Saturday, September 27, 2008

HEAD FOR THE HILLS!!!! (See story on page B18)

Rupert Murdoch, who paid my wages from 1987-1994, has one thing in common with his former employee. We both like big banner headlines. It's a tabloid thing. There's something about a catchy headline that, well, catches us.

The thing is, I read newspapers. Murdoch owns 'em. Most especially, he owns the "Wall Street Journal." There has been a lot of big news in finance recently, and I have noticed that under Murdoch, the Journal has featured a big banner headline every day of the alleged "crisis." This almost never happened under the previous fuddy-duddy ownership team.

I hate to disagree with a mogul, but I think Mr. Murdoch may be a making a mistake here. The "Journal" isn't any old paper. It reports on money-a subject people take to heart like no other.

Put it this way. Most big banner headlines in general-interest newspapers are, of course, bad news. But sometimes they're not. "MAN WALKS ON MOON." "HOME TEAM WINS SUPER BOWL." The reader can go out to the end of his driveway, spy the big type, and not be quite sure the story is about a catastrophe.

A banner headline in the Journal is NEVER good.
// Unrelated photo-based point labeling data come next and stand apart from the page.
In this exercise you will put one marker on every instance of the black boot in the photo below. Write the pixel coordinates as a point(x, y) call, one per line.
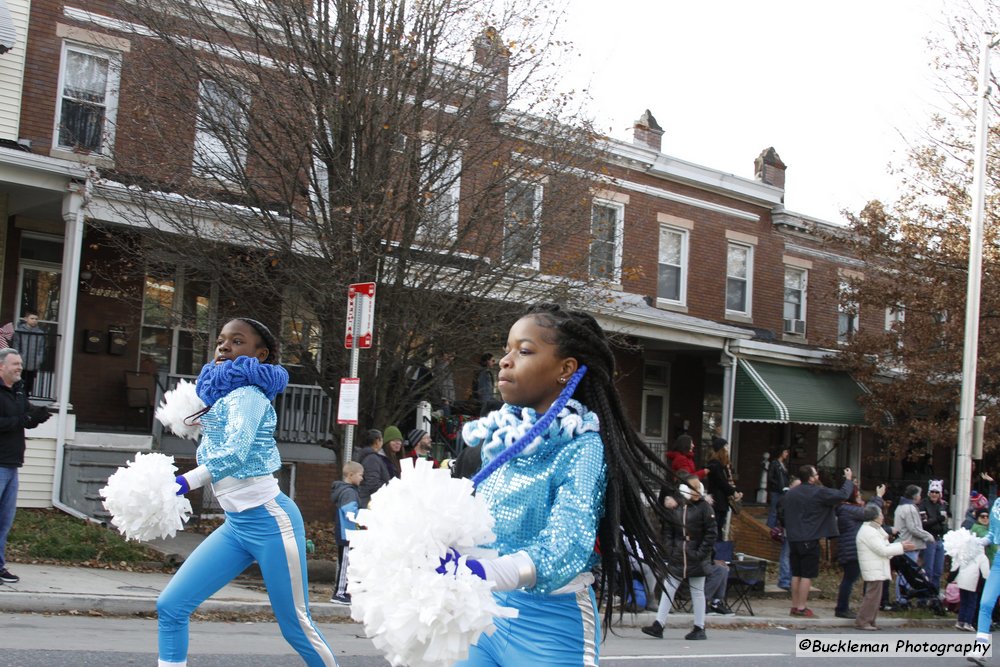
point(654, 630)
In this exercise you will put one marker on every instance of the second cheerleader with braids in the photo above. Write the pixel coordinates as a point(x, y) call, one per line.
point(238, 456)
point(563, 471)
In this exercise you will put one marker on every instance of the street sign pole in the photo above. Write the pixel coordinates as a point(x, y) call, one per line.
point(360, 324)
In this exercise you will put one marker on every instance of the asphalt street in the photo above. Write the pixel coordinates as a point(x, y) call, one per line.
point(41, 640)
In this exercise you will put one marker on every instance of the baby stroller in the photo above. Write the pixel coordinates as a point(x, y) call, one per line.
point(915, 586)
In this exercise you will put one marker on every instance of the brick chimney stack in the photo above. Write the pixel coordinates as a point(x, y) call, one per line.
point(769, 169)
point(647, 132)
point(493, 56)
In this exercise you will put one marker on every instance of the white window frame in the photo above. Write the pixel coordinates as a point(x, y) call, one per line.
point(449, 182)
point(619, 209)
point(803, 291)
point(853, 320)
point(748, 279)
point(210, 150)
point(682, 267)
point(112, 87)
point(536, 220)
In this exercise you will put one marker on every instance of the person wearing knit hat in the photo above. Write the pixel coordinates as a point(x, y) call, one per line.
point(393, 448)
point(419, 443)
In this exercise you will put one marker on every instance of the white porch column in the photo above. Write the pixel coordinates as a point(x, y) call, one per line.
point(74, 204)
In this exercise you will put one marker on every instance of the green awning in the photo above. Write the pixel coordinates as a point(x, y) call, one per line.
point(793, 394)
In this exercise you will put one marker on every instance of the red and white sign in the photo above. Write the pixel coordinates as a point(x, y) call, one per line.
point(347, 407)
point(360, 314)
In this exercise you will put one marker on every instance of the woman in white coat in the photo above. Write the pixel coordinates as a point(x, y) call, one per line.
point(874, 552)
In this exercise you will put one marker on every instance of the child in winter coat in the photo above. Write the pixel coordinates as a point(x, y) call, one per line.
point(969, 573)
point(344, 494)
There just isn't ever gonna be a financial story whose headline is "EVERYONE'S RICH, INCLUDING YOU!" Big screaming type on the front page of this particular newspaper creates no reaction but stark fear.

Considering the amount of money the average Journal subscriber has, and their median age, which I'm guessing is in the late 40s-early 50s range, Murdoch's penchant for big banner headlines might just infarct and aneurize its way to a substantial loss in the newspaper's circulation base.